Allerdings: Selbst, wenn man zu 100% transparent sein will, hat man bei den Daten aus dem Scope 3 echte Schwierigkeiten. Konkret: Mit unseren 40 Mitarbeitenden, die alle hardcore Internetnutzer sind – schließlich verdienen wir mit Webshops, Websites, digitalen Plattformen und umfassenden Digitalstrategien unser Geld -, haben wir uns wirklich schwer getan, alle Angaben für uns zufriedenstellend zusammenzutragen – etwa beim leidigen Thema Schadstoffausstoß durch unsere Netznutzung oder durch die eingesetzten Rechenzentren. Hierzu mussten wir uns an Ungefährangaben orientieren: Es existieren zwar Schätzungen, wonach jede in Deutschland lebende Person durch ihren privaten digitalen Lifestyle im Schnitt etwa 0,85 Tonnen CO2 pro Jahr produziert – inkl. 213 Kilogramm CO2 pro Jahr und Internetnutzer:in für Rechenzentren. Das ist aber noch lange keine verlässliche Angabe für unsere Arbeit – wir sind mit allen Mitarbeiter:innen täglich mindestens acht Stunden nonstopp im Netz – vorwiegend in Anwendungen und auf SaaS-Services wie Jira, Adobe Creative Cloud oder Microsoft Teams. Von neuen Themen wie die Auswirkungen von Remote-Working ganz zu schweigen.

Klimabilanzen ohne Vergleichbarkeit sind nichts wert

Es fehlt also nicht nur in der Agenturbranche die Vergleichbarkeit im Bilanzierungsprozess.
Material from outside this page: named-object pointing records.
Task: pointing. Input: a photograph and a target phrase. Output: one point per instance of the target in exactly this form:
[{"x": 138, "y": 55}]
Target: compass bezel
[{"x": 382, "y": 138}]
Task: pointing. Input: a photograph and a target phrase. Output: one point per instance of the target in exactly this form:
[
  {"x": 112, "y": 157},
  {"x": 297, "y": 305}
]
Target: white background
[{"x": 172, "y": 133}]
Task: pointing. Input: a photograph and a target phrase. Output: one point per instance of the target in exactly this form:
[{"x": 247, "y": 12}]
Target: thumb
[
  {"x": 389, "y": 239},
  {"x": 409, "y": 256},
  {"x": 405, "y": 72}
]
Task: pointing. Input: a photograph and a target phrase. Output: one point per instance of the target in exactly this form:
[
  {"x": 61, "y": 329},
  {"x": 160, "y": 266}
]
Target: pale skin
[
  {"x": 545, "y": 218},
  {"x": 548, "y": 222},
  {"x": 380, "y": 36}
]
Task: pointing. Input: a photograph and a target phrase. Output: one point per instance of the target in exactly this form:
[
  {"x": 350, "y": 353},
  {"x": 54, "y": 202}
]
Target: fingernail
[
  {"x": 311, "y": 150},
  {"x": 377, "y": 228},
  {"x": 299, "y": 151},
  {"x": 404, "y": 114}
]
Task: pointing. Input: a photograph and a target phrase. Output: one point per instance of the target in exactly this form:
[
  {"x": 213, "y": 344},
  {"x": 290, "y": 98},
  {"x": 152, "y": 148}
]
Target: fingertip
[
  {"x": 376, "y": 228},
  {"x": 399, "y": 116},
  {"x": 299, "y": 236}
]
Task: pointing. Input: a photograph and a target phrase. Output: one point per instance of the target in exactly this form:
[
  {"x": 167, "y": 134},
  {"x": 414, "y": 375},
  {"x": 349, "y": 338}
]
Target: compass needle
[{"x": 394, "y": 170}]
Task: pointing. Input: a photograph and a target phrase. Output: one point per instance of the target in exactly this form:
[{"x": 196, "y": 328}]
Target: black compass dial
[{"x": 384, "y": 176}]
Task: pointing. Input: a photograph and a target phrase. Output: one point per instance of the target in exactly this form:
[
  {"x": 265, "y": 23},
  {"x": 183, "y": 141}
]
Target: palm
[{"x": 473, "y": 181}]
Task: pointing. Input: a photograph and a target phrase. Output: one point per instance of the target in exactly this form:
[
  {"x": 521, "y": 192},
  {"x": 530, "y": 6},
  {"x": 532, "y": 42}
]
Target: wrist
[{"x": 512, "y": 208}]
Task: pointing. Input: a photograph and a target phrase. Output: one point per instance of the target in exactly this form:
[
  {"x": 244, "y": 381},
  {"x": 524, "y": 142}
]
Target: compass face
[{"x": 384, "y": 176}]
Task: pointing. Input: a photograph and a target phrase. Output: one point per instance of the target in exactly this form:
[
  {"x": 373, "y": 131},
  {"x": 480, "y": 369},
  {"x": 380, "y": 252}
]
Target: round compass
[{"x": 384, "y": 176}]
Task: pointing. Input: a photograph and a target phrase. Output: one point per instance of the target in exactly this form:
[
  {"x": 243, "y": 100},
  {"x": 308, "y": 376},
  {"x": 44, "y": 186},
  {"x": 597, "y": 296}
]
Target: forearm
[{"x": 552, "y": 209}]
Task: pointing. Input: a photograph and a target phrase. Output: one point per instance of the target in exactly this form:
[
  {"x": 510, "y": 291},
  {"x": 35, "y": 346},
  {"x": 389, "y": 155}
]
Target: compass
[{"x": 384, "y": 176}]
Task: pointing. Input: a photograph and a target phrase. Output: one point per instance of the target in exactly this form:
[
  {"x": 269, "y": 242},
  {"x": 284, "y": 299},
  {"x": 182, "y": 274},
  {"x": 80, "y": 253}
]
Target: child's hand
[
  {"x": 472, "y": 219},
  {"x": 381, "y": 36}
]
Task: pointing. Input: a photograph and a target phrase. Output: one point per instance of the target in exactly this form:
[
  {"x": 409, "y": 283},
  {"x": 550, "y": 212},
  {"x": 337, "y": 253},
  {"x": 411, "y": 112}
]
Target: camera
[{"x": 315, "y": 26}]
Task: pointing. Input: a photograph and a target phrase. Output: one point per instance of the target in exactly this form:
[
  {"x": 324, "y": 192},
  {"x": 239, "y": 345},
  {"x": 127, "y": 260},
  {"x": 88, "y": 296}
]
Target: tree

Für uns als Agentur liegen unserem Handeln folgende Gedanken zugrunde: Wir wollen Ideen digital erfolgreich machen, die gut für Umwelt und Gesellschaft sind – und letztlich, dass Nachhaltigkeit endlich im Mainstream ankommt. Für uns ist es daher absolut zwingend, in allem was wir tun vollständig transparent zu agieren – erst recht beim Erstellen unserer Klimabilanz. Nur so können wir glaubhaft unsere vier Kernwerte – Nachhaltigkeit, Transparenz, Zusammenarbeit und Qualität – glaubhaft nach außen vertreten. Wir müssen also zu 100 Prozent transparent arbeiten und Emittenten über die gesamte Wertschöpfungskette hinweg angeben. Dies kann schnell zu einem Nachteil für unsere Agenturmarke werden – nämlich dann, wenn andere Agenturen, relevante und CO“-Kostentreibende Daten in ihrer Bilanz weglassen.

Franziska Coenen dotfly

Fazit: Für uns kommt nur absolute Transparenz in Frage

Für uns heißt das: Wir können auf diese Diskrepanzen nur mit absoluter Ehrlichkeit und Transparenz antworten. Das wird zwar weh tun und unsere Klimabilanz im ersten Augenblick massiv belasten. Wir können es uns aber nicht leisten, uns selbst und andere bei diesem wichtigen Thema anzulügen. Wir müssen aufrichtig in den Spiegel blicken, Bilanz ziehen und entscheiden, wie wir weiter an unserem Ziel arbeiten, 100% klimaneutral zu werden. Transparenz heißt für uns das Gebot der Stunde.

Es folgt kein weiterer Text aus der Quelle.